Approximate String SearcheRS is a Python library written in Rust for querying an index of strings for the closest match. It implements a Levenshtein Automaton for quickly searching a trie.

Usage

Installation

pip install assrs

Quickstart

from assrs import BKTree, Trie, levenshtein

trie = Trie(["foo", "bar"])
trie.find_one("baz")
# ("bar", 1)
trie.find_one("abc", max_edits=1)
# None

tree = BKTree(["foo", "bar"])
tree.find_one("baz")
# ("bar", 1)
tree.find_one("abc", max_edits=1)
# None

levenshtein("kitten", "sitting")
# 3

Discussion

The main problem can be formulated as finding the best match between a query string and a reasonably large index (e.g. the entire English dictionary, as below). The similarity between a pair of strings is described by the Levenshtein distance.

The naive solution is calculating the distance between the query and all the choices and taking the minimum. This works comparatively well for a small number of choices and a fast Levenshtein distance implementation like rapidfuzz. However, if the index is large and relatively static (many queries and few or no changes to the choices) then the necessary computation can be significantly reduced.
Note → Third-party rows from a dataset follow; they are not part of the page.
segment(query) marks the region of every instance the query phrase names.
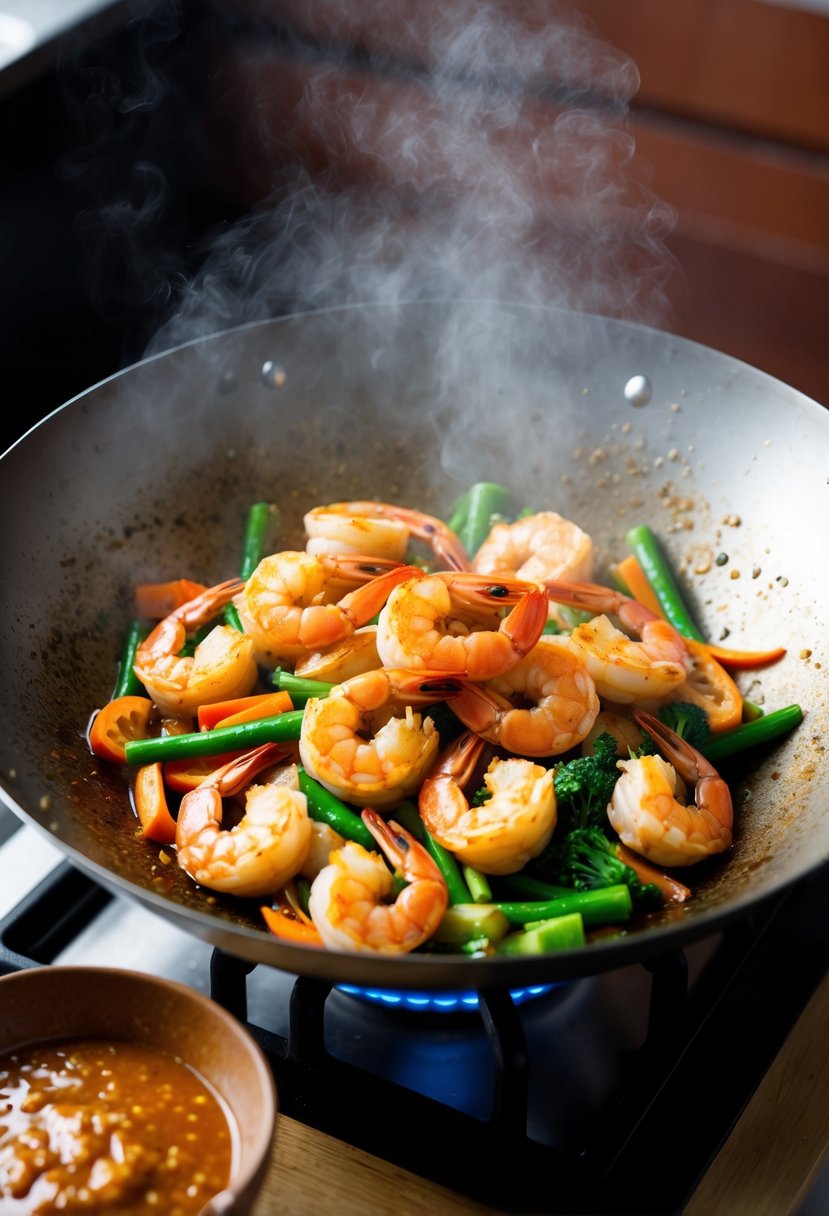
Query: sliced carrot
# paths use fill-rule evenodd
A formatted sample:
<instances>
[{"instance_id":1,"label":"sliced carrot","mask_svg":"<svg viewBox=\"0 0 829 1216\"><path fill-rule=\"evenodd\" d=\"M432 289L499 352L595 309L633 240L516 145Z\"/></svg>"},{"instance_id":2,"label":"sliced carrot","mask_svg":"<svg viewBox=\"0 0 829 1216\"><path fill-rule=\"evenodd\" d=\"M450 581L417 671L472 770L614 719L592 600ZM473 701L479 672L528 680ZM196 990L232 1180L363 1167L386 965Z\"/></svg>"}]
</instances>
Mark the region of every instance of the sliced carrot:
<instances>
[{"instance_id":1,"label":"sliced carrot","mask_svg":"<svg viewBox=\"0 0 829 1216\"><path fill-rule=\"evenodd\" d=\"M148 697L115 697L100 709L89 727L89 745L102 760L126 764L128 739L150 737L154 705Z\"/></svg>"},{"instance_id":2,"label":"sliced carrot","mask_svg":"<svg viewBox=\"0 0 829 1216\"><path fill-rule=\"evenodd\" d=\"M139 769L132 798L141 823L141 835L157 840L158 844L175 844L175 820L167 805L160 762L146 764Z\"/></svg>"},{"instance_id":3,"label":"sliced carrot","mask_svg":"<svg viewBox=\"0 0 829 1216\"><path fill-rule=\"evenodd\" d=\"M656 598L654 589L648 582L648 578L639 565L639 559L631 553L615 567L615 573L625 584L633 599L650 608L658 617L664 617L662 607Z\"/></svg>"},{"instance_id":4,"label":"sliced carrot","mask_svg":"<svg viewBox=\"0 0 829 1216\"><path fill-rule=\"evenodd\" d=\"M705 642L686 638L690 657L688 675L673 689L672 700L689 700L709 716L712 734L729 731L743 720L743 696L726 669L709 654Z\"/></svg>"},{"instance_id":5,"label":"sliced carrot","mask_svg":"<svg viewBox=\"0 0 829 1216\"><path fill-rule=\"evenodd\" d=\"M282 691L218 700L213 705L198 706L198 728L212 731L219 722L222 726L236 726L237 722L250 722L258 717L270 717L272 714L287 714L293 708L289 693Z\"/></svg>"},{"instance_id":6,"label":"sliced carrot","mask_svg":"<svg viewBox=\"0 0 829 1216\"><path fill-rule=\"evenodd\" d=\"M282 941L293 941L299 946L322 947L320 930L312 921L300 919L295 912L287 907L269 908L263 906L259 911L275 938L280 938Z\"/></svg>"},{"instance_id":7,"label":"sliced carrot","mask_svg":"<svg viewBox=\"0 0 829 1216\"><path fill-rule=\"evenodd\" d=\"M661 604L639 564L639 559L633 553L624 558L614 569L635 599L638 599L645 608L650 608L658 617L665 617ZM711 658L716 659L723 668L733 668L738 671L767 668L771 663L777 663L785 654L784 646L776 646L771 651L735 651L727 646L717 646L714 642L701 642L698 644L704 646Z\"/></svg>"},{"instance_id":8,"label":"sliced carrot","mask_svg":"<svg viewBox=\"0 0 829 1216\"><path fill-rule=\"evenodd\" d=\"M207 587L192 579L171 579L169 582L139 582L135 589L135 615L147 620L162 620L190 599L201 596Z\"/></svg>"},{"instance_id":9,"label":"sliced carrot","mask_svg":"<svg viewBox=\"0 0 829 1216\"><path fill-rule=\"evenodd\" d=\"M236 760L237 756L244 755L246 750L248 749L241 748L237 751L222 751L221 755L215 756L193 756L192 760L168 760L164 764L164 781L177 794L187 794L191 789L201 786L203 781L207 781L216 769L221 769L230 760Z\"/></svg>"},{"instance_id":10,"label":"sliced carrot","mask_svg":"<svg viewBox=\"0 0 829 1216\"><path fill-rule=\"evenodd\" d=\"M733 651L727 646L716 646L714 642L704 642L703 644L712 659L721 663L723 668L733 668L735 671L767 668L772 663L778 663L785 654L785 646L776 646L771 651Z\"/></svg>"}]
</instances>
One solution is constructing a BK-tree for the set of choices. The triangle inequality helps reduce the necessary distance calculations by limiting the search. In practice, the performance seems to heavily depend on the insertion order, and is significantly helped by having a low max_edits value.

A better option is using a trie as an index; the best match can be found by traversing it with a Levenshtein Automaton that allows us to exclude subtries which cannot contain a sufficiently good match. This should allow us to remove unnecessary distance calculations much more effectively, and can also take advantage of setting max_edits.

The above is combined with a reasonably performant implementation of Levenshtein distance, using the bitvector algorithm by Myers for strings up to 64 characters long.

Performance

Using rapidfuzz as a reference. Results of running test.py with Python 3.11 on a Mac mini 2020 (M1, 16GB RAM).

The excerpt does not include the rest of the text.